Paragangliomas are more frequent in the jugular foramen region (glomus jugulare), the middle ear (glomus tympanicum), and along the course of the vagus nerve (glomus vagale). Rosenwasser [7, 8], in April 1942, operated on a patient with a bleeding mass in the middle ear and the ear canal. Histologically this tumor was identical with the benign carotid body tumors. In 1945, he published the first description of a middle ear paraganglioma and associated these tumors with the glomus jugulare bodies [7]. Alford and Guilford [9] classified these lesions as glomus tympanicum and glomus jugulare tumors.

Schwannomas are the second more frequent neoplasia in the jugular foramen. They are usually benign, noninfiltrative lesions [1, 10, 11]. Primary meningiomas of the jugular foramen are rare and only small series have been reported in the literature. These tumors arise from arachnoid cells in the jugular bulb and may infiltrate surrounding bone and nerve tissues [12]. In our series of jugular foramen lesions 13 patients had meningiomas [13]. Four patients presented malignant or aggressive tumors (3 anaplastic and 1 papillary). One patient developed a radiation-induced malignant tumor after subtotal resection followed by radiotherapy for a benign meningioma in other institution.
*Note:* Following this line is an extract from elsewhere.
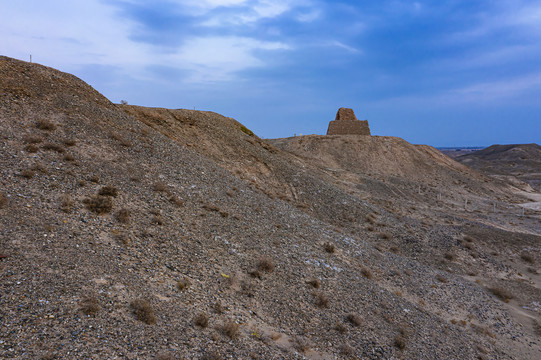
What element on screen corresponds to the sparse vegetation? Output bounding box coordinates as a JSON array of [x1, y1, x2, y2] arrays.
[[0, 191, 8, 209], [221, 320, 240, 339], [116, 208, 131, 224], [306, 279, 321, 289], [98, 185, 118, 197], [312, 292, 329, 308], [130, 299, 156, 325], [323, 242, 336, 254], [193, 312, 209, 328], [36, 120, 56, 131], [177, 278, 191, 291], [83, 195, 113, 215], [520, 253, 535, 264], [488, 286, 515, 302], [79, 295, 100, 315], [346, 313, 363, 326]]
Chordomas and chondrosarcomas may also originate in the jugular foramen.

Metastatic lesions cause more commonly “classic jugular foramen syndromes ” (Vernet and Collet-Sicard syndrome ) than paragangliomas or schwannomas [14]. Metastatic adenocarcinomas, melanomas, and renal cell carcinomas may radiologically resemble glomus tumors.
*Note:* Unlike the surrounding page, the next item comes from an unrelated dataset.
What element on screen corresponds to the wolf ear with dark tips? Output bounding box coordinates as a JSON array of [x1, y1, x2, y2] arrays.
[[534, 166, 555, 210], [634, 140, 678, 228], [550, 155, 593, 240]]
Management of each patient with a jugular foramen tumor requires careful and individual consideration. These tumors, once considered to be one of the most difficult skull base tumors to remove, are now managed with reasonable morbidity and mortality rates. The goal of treatment is radical removal with preservation of cranial nerves and vessels. Surgical difficulties are related to the deep location of these lesions, hypervascularization, involvement of cranial nerves (VII, VIII, IX, X, and XI) and vessels like the internal carotid artery and the vertebral artery (VA) and its branches, and the extensive surgical defect due to bone removal from the cranial base and involved dura mater causing CSF leak. Surgical morbidity and mortality are usually associated with damage to the lower cranial nerves.